In the last few months, I have covered a number of places that somehow was going under the rug as far as being on the travel radar goes. Read the story on Toronto if you want to find out what I mean (Is Toronto sexy yet?). The same search brings me to the Norwegian capital of Oslo.
Over the years, Oslo has grown from being a country town into the sophisticated metropolis it is today. It’s a city fueled by oil money from the “black gold” of the North Sea. However, somehow, Oslo has been playing second-fiddle in the European travelers’ bucketlist. The city today though, is permeated with a Nordic joie de vivre in contrast to its staid, dull reputation of yesteryear.
Where does the Oslo local go to play then?
Out of all the neighborhoods, Grunerlokka sits on the banks of the Akerselva River but it was not always the hip new hangout area that it is now – the neighborhood once was little more than a gritty industrial area. Now however, this is where the cool ones go to shop and play. Called Lokka by the locals, it now is home to retro-fitted, century-old buildings and green public squares. Indie boutiques, cafes, galleries, and bars have mushroomed here and represents Oslo’s easily missed alter ego— a big contrast to the capital’s rather reserved city center.
Nothing explains a city’s soul like it’s food. When I think of Tokyo, the first thing that comes to mind is the crazy hunt of ramen noodles (Discovering Tokyo over Ramen). In Norway un till now, all that floated up was fish, dried fish, pickled fish, even rotting fish with some bread and potatoes thrown in and there you have it – by far, not the most inspiring platter.
Food lovers might draw blood over this, but even within the country, Oslo has to struggle to attract foodies. The capital is in fact more known for its coffee than anything else. However, with the opening of Mathallen in October 2012, a lot of effort has gone in to change that. It is the city’s first and largely the only dedicated food hall which host stalls for, among others, anything from sausage makers, bakers, coffee roasters to local farmers and fishmongers.
Head over to Annis Pølsemakeri – specialised butcher’s shop and the Atelier Asian Tapas which serves the best from Asia. Baker Nikolaisen sells freshly baked bread, cakes and other pastries. The best wine bar is arguably Barramon. The Bondens butikk sells high-quality produce from Norwegian small-scale farmers.
2. Markveien Mat og Vinhus
Right inside the heart of the Lokka, Markveien is a three decade old bistro which finds itself squarely in the middle of the city’s food and culture reawakening. It easly evokes a Norwegian taste of the Left Bank bohemian life. The walls are painted by local artist Jo Stang, and the waiters welcome diners come evening.
The menu which seemed ambitious to say the least on first glance, lives up to its expectation with entries like roast suckling pig with a mushroom risotto and baked tomato. The sauces are made of locally harvested fresh herbs. Recommended is the monkfish with boiled new potatoes and a saffron risotto. For something more truly Norwegian, try the reindeer in a green peppercorn sauce, with bacon and Brussels sprouts.
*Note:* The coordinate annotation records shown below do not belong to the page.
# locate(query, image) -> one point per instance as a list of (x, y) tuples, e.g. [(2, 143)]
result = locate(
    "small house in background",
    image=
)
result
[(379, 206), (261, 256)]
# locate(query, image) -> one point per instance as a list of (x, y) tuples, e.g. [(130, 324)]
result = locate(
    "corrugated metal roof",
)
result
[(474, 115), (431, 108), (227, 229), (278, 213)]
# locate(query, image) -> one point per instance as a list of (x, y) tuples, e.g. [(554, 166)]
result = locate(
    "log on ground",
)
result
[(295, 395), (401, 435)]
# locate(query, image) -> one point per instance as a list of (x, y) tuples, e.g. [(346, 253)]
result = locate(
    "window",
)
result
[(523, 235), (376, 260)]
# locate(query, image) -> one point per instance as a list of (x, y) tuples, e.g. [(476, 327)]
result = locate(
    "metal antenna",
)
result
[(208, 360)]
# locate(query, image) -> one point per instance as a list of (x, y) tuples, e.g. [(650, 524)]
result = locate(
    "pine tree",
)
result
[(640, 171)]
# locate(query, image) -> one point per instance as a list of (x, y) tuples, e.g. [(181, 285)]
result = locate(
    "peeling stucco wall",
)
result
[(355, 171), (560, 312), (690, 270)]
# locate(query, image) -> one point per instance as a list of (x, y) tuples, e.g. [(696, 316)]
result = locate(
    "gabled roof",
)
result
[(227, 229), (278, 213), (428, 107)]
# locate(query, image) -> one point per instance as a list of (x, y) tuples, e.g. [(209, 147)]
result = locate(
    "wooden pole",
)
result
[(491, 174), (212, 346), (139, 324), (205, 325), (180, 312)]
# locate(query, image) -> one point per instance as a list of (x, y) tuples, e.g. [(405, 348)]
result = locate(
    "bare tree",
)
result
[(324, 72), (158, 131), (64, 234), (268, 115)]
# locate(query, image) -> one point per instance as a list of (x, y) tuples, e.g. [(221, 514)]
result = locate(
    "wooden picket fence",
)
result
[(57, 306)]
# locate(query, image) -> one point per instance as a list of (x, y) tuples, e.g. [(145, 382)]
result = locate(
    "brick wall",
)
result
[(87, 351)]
3. DogA – Centre for Design and Architecture
At the old transformer station in Hausmanns gate 16 is DogA – the Centre for Design and Architecture where among other things, you’ll find elf motif tableware and high-design essentials. There is an arena for large and small architecture and design exhibitions, shops, café and a restaurant.
There’s the Cultural Heritage Management Office within the premises which is in the city’s “yellow” list of buildings, which means “worth preserving”. The property was originally designed as a transformer station constructed in 1898 and converted in 2003. The arena hosts a number of small and large architecture and design exhibitions and a design shop.
The Popsenteret pays homage to the Norwegian pop and folk culture since 1904. Part of Schou’s culture brewery at Grünerløkka, a major draw, apart from the fact that you can watch kids waiting to get their photos on album covers is the Øvingshotellet or the rehearsal spaces and Riksscenen, the folk music stage).
5. Velouria Vintage
The Velouria is always crowded, a lively group of buyers rummaging through go-go boots, sequined tops and fashion from the 1950s through the 1980s. It’s a place for pure imagination and of inspiration. Sadly, at least for me, the men’s section is pretty meagre compared to the women’s but isn’t that the case always.
6. Bar Boca
Bar Boca is a retro-themed watering hole where Epicurean cocktails have been reigning for a while now. Particularly, the Bentley is a masterful concoction of calvados and Dubonnet, or, try the chili rum. The tables are usually taken by lovely ladies in polka dots and impeccable hair and men with sixpence and jeans.
But all this is secondary compared to the Triple C that happens every third Wednesday of a month – Champagne, Cocktails and a lot of Crooning. Right here in this intimate bar in Oslo, you will find the perfect British crooner with that perfect smooth voice conjuring up visions of 40’s New York.